Methodological issues in epidemiologic studies of dietary fat and cancer.


Every scientific discipline has unique methodological constraints. Each scientific discipline also has differing degrees of power to resolve different questions. The methods of epidemiology are not exempt from these generalizations. In this brief review, several categories of methodological problems in epidemiological studies of dietary fat and cancer have been cited. Other problems could have been discussed and, several more examples illustrating the occurrence of the problems in research could have been presented. These problems notwithstanding, epidemiologic study of the association of dietary fat to cancer is an essential investigative tool in moving toward a better understanding of the public health impact of dietary fat.

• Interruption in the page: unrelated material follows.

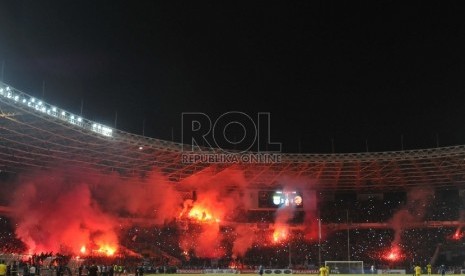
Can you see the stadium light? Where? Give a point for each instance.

There are no known biological universals, and, as persuasive as data from animal models may be, extrapolation from the laboratory environment to human experience always is tentative. Laboratory methods require human validation before application to populations at risk of disease. Given the mutual dependency of epidemiologic studies and laboratory approaches, it is useful that the evidence from both realms be integrated and evaluated together as they are in this volume. Finally, given the limitations of any single epidemiologic method applied to the topic, future progress in understanding the role of dietary fat in cancer cause and prevention must rely on the application of multiple methodologies. By this means, it may be possible to compare and contrast the findings from different approaches to yield insights which would not otherwise be achievable.